Section 6: Unfair Targeted Advertising Practices
- Addresses unlawful discrimination in targeted advertising by giving the FTC the authority to issue rules that restrict harmful targeted advertising practices that are likely to result in unlawful discrimination, including under existing civil rights laws. This provision encourages further research and investigation into the effects of algorithms and tools provided by social media services, ad networks, and data brokers to microtarget advertising online.
Section 7: Enforcement
- Provides for joint enforcement by the FTC and state Attorneys General, with the FTC having the ability to preempt action by states.
- Creates new civil penalties against companies that violate this framework.

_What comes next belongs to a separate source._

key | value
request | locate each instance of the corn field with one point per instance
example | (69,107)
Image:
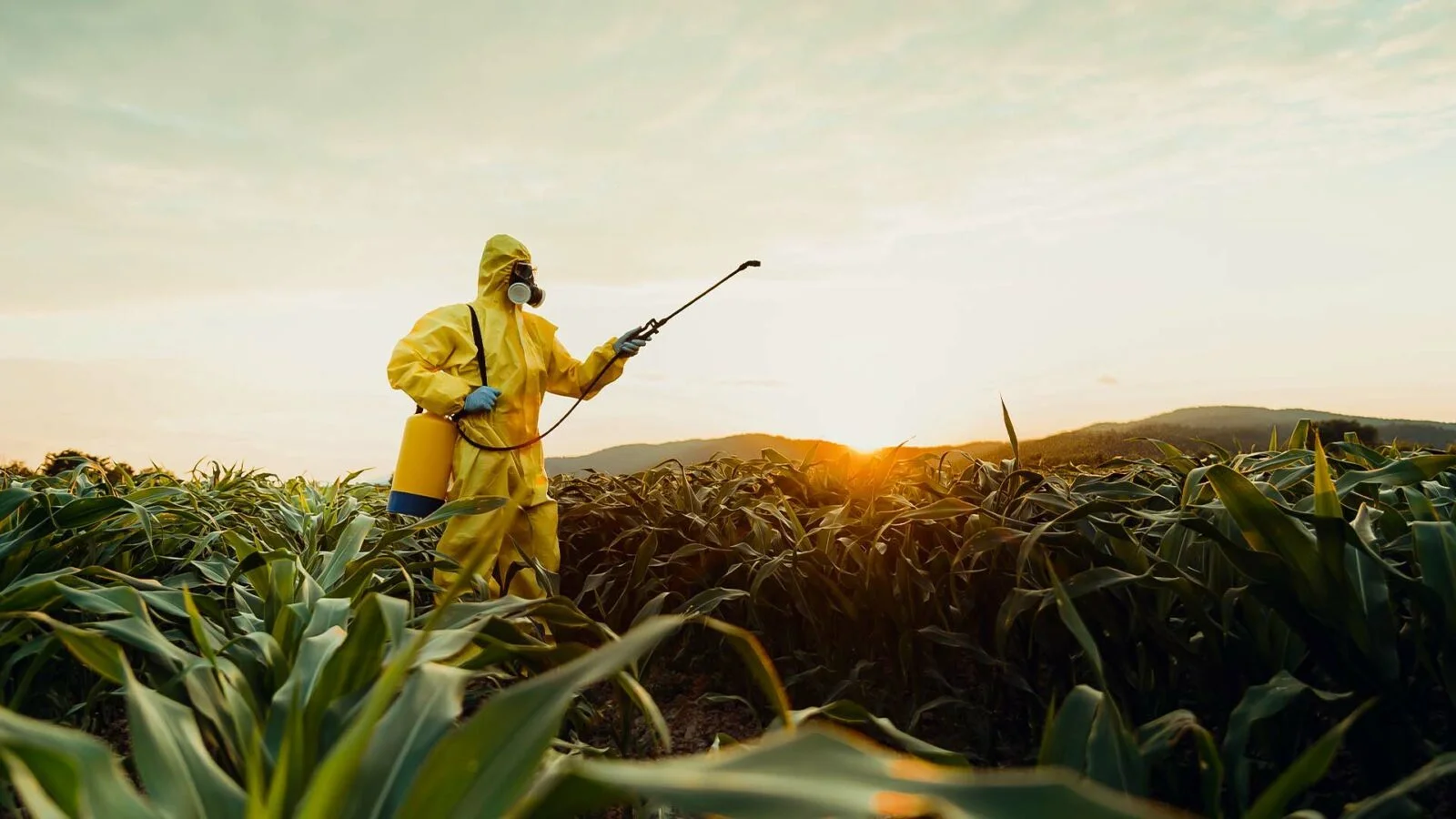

Section 8: Additional Personnel in the Bureau of Consumer Protection
- Boosts legal, privacy, and technical expertise within government by requiring the FTC to hire additional personnel in the Bureau of Consumer Protection to police corporate privacy violations.
Section 9: Effective Date
- Gives companies a two-year window to provide sufficient lead time to meet the framework’s requirements.
Section 10: Relation to Other Privacy & Security Laws
- Preempts state laws that are focused primarily on data privacy such as the California Consumer Privacy Act and the Illinois Biometric Information Privacy Act. Does not preempt state data breach notification requirements or consumer protection laws of general applicability, such as state unfair and deceptive acts or practices (UDAP) statutes that permit actions against fraud or other general consumer harms.
- Affirms that this framework does not limit existing federal civil rights laws but exists alongside most existing federal privacy laws.
- Transfers privacy and security enforcement responsibilities from the Federal Communications Commission (FCC) to the FTC for businesses regulated under the Communications Act of 1934. Brings nonprofits under the purview of the FTC for the purposes of this bill.
- Requires regular reporting on how best to update or improve existing privacy laws like the HIPAA Privacy Rule or the privacy provisions in GLBA. The Government Accountability Office (GAO) is assigned responsibility to undertake periodic studies to identify inconsistencies with the privacy protections in this framework.